With an effort to replace or update half of the course’s cases already underway, Jared committed on the spot to become part of the solution instead. He told Pam and the other case audit leaders, “I’ll tell you what I’m going to do. I’ve got seven new cases coming, which will be a turnover of 50% of the cases in Strategy, and every single one of them is going to have a female protagonist. That’s a promise.”

If you put your mind to it, and try to figure out how to how to do this, it doesn’t have to be that hard.

While faculty case writers often worry that adding more diversity to cases might seem gratuitous, Pam and her team provided guidance on how to include diverse protagonists, and Jared took their advice and led the charge. For example, a case study doesn’t have to focus on the CEO. Jared explained, “You can find women executives who are in a COO role or are running a business unit. These women have a lot of operational responsibility.” Furthermore, the fact that these senior executives still have to report to the CEO makes the case more interesting.

Jared followed through on his promise, creating a set of new cases centering on women business leaders, and he made the case protagonists more ethnically and internationally diverse at the same time.

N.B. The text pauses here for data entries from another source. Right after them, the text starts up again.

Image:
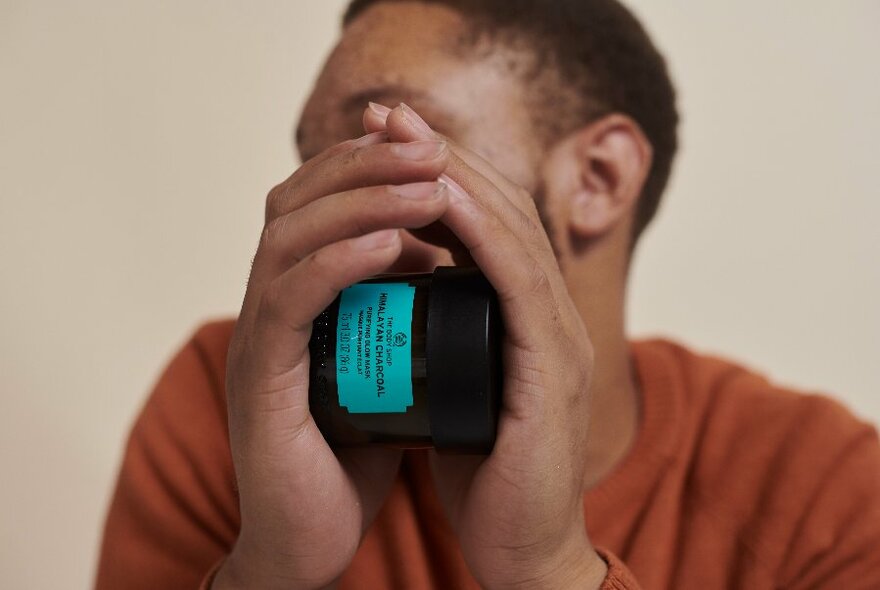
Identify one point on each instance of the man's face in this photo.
(406, 52)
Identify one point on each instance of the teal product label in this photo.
(373, 348)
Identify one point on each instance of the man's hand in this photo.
(518, 513)
(332, 223)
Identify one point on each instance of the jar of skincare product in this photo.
(409, 361)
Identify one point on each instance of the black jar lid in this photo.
(463, 360)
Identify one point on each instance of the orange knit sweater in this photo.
(731, 483)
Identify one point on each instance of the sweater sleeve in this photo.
(619, 577)
(839, 534)
(174, 514)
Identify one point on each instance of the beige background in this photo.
(138, 139)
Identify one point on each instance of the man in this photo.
(535, 141)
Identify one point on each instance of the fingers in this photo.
(291, 301)
(354, 165)
(404, 124)
(375, 117)
(525, 285)
(472, 173)
(288, 239)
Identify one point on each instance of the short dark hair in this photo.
(603, 54)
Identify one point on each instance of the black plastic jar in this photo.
(410, 361)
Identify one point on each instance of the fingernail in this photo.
(416, 120)
(422, 191)
(371, 139)
(454, 189)
(376, 240)
(419, 150)
(381, 111)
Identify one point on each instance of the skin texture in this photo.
(472, 185)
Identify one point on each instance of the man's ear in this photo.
(614, 158)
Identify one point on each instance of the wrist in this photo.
(238, 572)
(578, 567)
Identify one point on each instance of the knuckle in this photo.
(538, 280)
(270, 300)
(273, 233)
(275, 199)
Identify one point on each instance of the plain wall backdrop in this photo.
(138, 140)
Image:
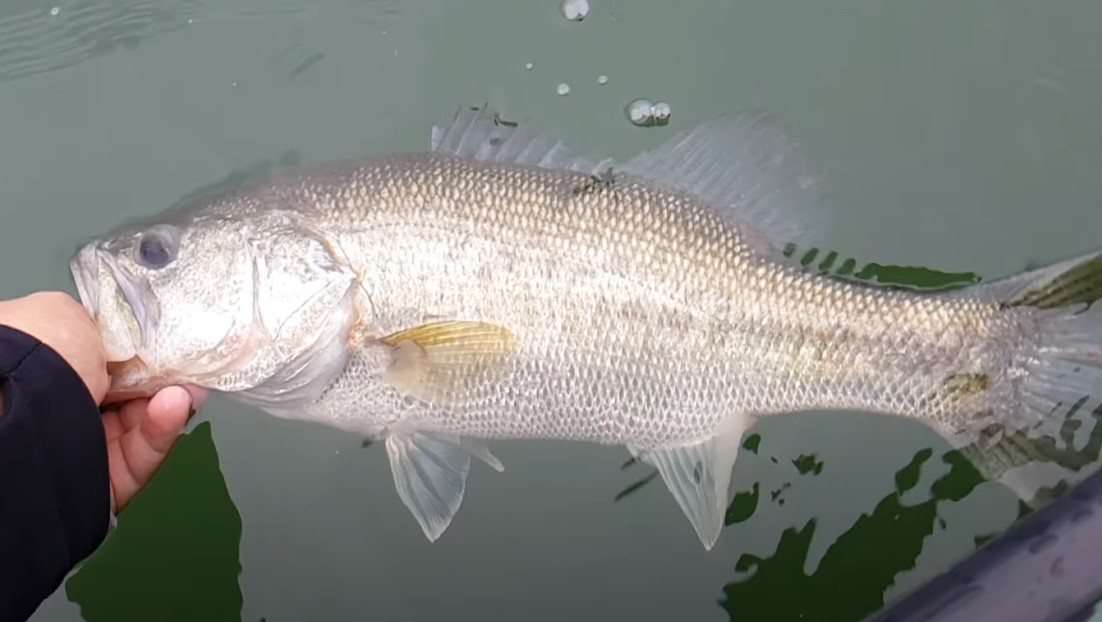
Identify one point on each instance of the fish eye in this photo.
(155, 249)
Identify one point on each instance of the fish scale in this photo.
(499, 287)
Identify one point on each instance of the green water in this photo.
(961, 137)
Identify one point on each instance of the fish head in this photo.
(223, 302)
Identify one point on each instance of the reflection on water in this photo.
(174, 555)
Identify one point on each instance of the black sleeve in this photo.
(54, 483)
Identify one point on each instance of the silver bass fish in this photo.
(496, 286)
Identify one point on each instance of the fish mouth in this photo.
(115, 301)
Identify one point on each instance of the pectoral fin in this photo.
(699, 475)
(430, 473)
(449, 362)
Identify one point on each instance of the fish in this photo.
(498, 286)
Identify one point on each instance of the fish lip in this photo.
(85, 269)
(131, 290)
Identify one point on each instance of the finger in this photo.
(112, 426)
(148, 439)
(168, 414)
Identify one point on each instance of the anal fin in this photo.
(430, 472)
(699, 474)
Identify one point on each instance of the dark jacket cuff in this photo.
(54, 479)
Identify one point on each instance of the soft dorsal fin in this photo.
(746, 167)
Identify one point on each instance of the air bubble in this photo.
(641, 113)
(575, 10)
(645, 113)
(662, 113)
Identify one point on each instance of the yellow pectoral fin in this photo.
(450, 361)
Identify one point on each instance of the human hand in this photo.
(141, 432)
(57, 320)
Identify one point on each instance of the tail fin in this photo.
(1061, 375)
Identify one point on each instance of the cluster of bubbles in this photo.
(645, 113)
(641, 113)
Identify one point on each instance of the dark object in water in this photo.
(1045, 568)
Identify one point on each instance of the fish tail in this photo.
(1057, 374)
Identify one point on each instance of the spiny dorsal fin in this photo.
(745, 165)
(482, 135)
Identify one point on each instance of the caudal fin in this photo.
(1060, 375)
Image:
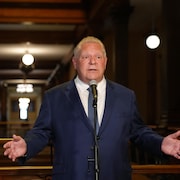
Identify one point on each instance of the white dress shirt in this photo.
(83, 94)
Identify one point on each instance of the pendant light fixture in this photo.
(153, 40)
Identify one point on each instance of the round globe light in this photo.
(152, 41)
(28, 59)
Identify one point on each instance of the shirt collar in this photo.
(84, 86)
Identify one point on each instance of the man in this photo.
(63, 118)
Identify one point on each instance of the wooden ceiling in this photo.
(46, 29)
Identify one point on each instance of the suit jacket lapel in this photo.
(77, 107)
(109, 103)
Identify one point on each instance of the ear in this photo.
(74, 62)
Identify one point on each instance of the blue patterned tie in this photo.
(91, 110)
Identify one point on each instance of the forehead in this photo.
(91, 47)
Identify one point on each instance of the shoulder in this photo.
(118, 87)
(61, 87)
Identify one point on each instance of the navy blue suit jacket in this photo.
(62, 118)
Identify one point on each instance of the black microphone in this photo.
(93, 85)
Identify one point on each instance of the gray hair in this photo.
(88, 39)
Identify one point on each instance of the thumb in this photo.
(175, 135)
(16, 138)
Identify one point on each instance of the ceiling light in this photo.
(153, 41)
(24, 88)
(28, 59)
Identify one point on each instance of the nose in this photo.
(92, 60)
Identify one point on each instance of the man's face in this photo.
(91, 63)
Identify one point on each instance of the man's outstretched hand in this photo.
(15, 148)
(171, 145)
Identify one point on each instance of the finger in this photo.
(175, 135)
(7, 145)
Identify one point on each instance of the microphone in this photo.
(93, 85)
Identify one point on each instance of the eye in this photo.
(98, 57)
(85, 57)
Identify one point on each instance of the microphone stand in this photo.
(96, 155)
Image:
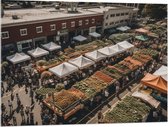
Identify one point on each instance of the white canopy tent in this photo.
(63, 69)
(38, 52)
(94, 34)
(51, 46)
(81, 62)
(147, 98)
(126, 44)
(117, 48)
(108, 51)
(162, 71)
(95, 55)
(79, 38)
(18, 58)
(123, 28)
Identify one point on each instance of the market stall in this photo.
(117, 48)
(51, 46)
(38, 52)
(147, 98)
(18, 58)
(141, 37)
(129, 109)
(108, 51)
(95, 55)
(123, 28)
(141, 30)
(63, 69)
(65, 103)
(95, 34)
(79, 38)
(81, 62)
(162, 71)
(155, 82)
(126, 45)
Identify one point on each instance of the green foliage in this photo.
(129, 109)
(155, 11)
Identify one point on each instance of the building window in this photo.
(5, 35)
(39, 29)
(23, 32)
(93, 21)
(63, 25)
(86, 21)
(126, 13)
(80, 22)
(52, 27)
(107, 17)
(111, 23)
(73, 24)
(112, 15)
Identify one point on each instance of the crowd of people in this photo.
(30, 79)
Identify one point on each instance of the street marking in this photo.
(17, 89)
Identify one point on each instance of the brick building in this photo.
(32, 27)
(25, 29)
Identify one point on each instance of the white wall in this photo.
(117, 19)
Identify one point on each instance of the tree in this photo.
(155, 11)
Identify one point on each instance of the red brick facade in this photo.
(14, 31)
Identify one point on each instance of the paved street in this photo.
(112, 103)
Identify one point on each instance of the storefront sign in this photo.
(63, 32)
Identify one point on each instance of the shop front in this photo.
(24, 45)
(39, 41)
(8, 50)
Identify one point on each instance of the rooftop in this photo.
(27, 15)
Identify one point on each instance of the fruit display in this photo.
(100, 75)
(142, 58)
(96, 84)
(44, 91)
(122, 68)
(86, 89)
(112, 73)
(121, 36)
(130, 109)
(149, 52)
(77, 92)
(64, 98)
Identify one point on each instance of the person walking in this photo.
(22, 115)
(10, 106)
(12, 96)
(100, 116)
(27, 110)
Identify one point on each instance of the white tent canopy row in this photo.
(115, 49)
(108, 51)
(79, 38)
(51, 46)
(125, 44)
(38, 52)
(162, 71)
(81, 62)
(18, 58)
(63, 69)
(123, 28)
(94, 34)
(95, 55)
(147, 98)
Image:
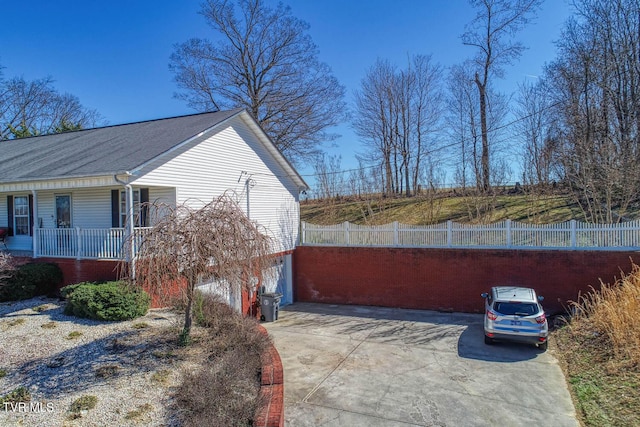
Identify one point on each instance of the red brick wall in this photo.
(447, 279)
(86, 270)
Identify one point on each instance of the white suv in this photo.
(515, 314)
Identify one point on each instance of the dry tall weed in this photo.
(613, 313)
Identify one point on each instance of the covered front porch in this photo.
(77, 218)
(85, 243)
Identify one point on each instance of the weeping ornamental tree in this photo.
(187, 246)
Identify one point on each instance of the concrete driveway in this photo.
(370, 366)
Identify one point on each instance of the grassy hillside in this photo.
(419, 210)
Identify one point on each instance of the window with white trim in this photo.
(21, 215)
(136, 208)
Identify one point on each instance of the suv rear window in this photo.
(516, 308)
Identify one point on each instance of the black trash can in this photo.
(269, 306)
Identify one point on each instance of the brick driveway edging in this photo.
(271, 413)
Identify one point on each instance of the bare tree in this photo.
(398, 112)
(329, 176)
(187, 246)
(463, 125)
(596, 83)
(29, 108)
(266, 62)
(536, 129)
(491, 34)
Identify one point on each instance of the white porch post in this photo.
(36, 225)
(130, 229)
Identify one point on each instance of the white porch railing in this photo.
(506, 234)
(82, 243)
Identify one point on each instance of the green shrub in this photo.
(84, 403)
(106, 301)
(29, 280)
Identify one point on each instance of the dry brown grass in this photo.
(613, 312)
(599, 351)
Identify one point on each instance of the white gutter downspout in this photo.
(36, 224)
(129, 229)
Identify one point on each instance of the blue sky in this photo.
(114, 55)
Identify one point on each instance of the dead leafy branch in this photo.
(6, 266)
(187, 246)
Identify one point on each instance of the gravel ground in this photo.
(131, 367)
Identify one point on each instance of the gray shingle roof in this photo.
(100, 151)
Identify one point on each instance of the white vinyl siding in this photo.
(222, 158)
(90, 207)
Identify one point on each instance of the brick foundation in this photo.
(447, 279)
(85, 270)
(271, 413)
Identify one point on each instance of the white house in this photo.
(71, 195)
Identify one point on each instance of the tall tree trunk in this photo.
(486, 169)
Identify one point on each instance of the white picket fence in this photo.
(505, 234)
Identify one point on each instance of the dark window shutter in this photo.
(10, 215)
(144, 211)
(31, 214)
(115, 208)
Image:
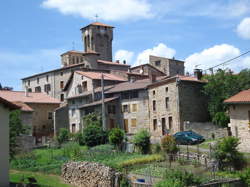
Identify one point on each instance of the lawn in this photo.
(42, 179)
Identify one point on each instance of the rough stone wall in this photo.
(206, 129)
(87, 174)
(239, 123)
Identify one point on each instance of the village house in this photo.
(5, 108)
(36, 111)
(239, 113)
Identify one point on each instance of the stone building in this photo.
(173, 101)
(5, 108)
(36, 111)
(239, 113)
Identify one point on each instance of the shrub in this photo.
(94, 135)
(221, 119)
(142, 141)
(116, 137)
(227, 155)
(78, 137)
(63, 136)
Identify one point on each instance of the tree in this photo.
(227, 155)
(142, 141)
(222, 85)
(16, 129)
(63, 136)
(94, 135)
(116, 137)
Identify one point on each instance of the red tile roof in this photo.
(97, 75)
(33, 97)
(242, 97)
(111, 63)
(9, 104)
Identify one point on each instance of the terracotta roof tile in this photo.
(97, 75)
(33, 97)
(111, 63)
(241, 97)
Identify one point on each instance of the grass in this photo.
(42, 180)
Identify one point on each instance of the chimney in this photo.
(198, 73)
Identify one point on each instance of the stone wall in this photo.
(89, 174)
(206, 129)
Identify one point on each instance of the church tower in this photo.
(98, 37)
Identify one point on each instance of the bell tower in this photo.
(98, 37)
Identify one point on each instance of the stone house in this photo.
(36, 111)
(5, 108)
(173, 101)
(239, 113)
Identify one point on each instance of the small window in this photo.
(155, 124)
(158, 63)
(154, 105)
(134, 107)
(133, 122)
(166, 101)
(50, 115)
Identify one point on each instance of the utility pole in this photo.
(103, 105)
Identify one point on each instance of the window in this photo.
(133, 122)
(170, 122)
(73, 128)
(61, 84)
(47, 88)
(62, 97)
(158, 63)
(154, 105)
(50, 115)
(125, 108)
(166, 89)
(155, 124)
(166, 101)
(125, 121)
(134, 107)
(38, 89)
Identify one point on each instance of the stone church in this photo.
(131, 93)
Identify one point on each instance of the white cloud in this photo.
(159, 50)
(215, 55)
(109, 10)
(243, 29)
(124, 55)
(17, 65)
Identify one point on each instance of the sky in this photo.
(203, 33)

He said, “If you put your mind to it, and try to figure out how to how to do this, it doesn’t have to be that hard.”

Diverse Case Protagonists Make a Difference

Jared didn’t call attention to the new case protagonists in class directly, but his students noticed. Pam said, “We heard directly from first-year women that they felt more represented in Jared’s class. There is still a great deal of work to be done, but the feedback from the first-year class was quite different and more positive than the feedback from our class.”

One of those students was Nwanneoma Ngonadi, a dual degree student from Canada who is earning her MBA while also enrolled in UVA’s medical school. As the only person of color in her section at Darden, she was used to reading cases focused on white men. When Jared introduced cases featuring women in leadership roles, she noticed right away. She said, “I finally felt like ‘This is why I’m at Darden.’ I can see myself in in any one of these roles.”

After meeting with the professor about something else, she mentioned the case protagonists. She said, “All of a sudden, I’m seeing women in our cases — regular women who are killing it. I don’t know if it was deliberate, but thank you to whoever made this happen.”

I finally felt like ‘This is why I’m at Darden.’ I can see myself in in any one of these roles.

Scott Beardsley, Darden’s dean, is sponsoring an initiative called Women at Darden, which aims to make Darden the most attractive business school for women. A committee of alumni, professors, students, and faculty are working together, and they have taken on the case protagonist work as one of their core priorities for the next two years.

Darden is one of Forté’s MBA partners and we are excited for their efforts. We’ve engaged Pam to document her audit process so that we can share it with all of our business school partners as they undertake their own journeys to create even more inclusive classrooms.

Forté has also partnered with The Case for Women, MBA Roundtable, and Emerald Publishing on a case-writing competition to encourage the development of high-quality case studies that feature real women in leadership roles.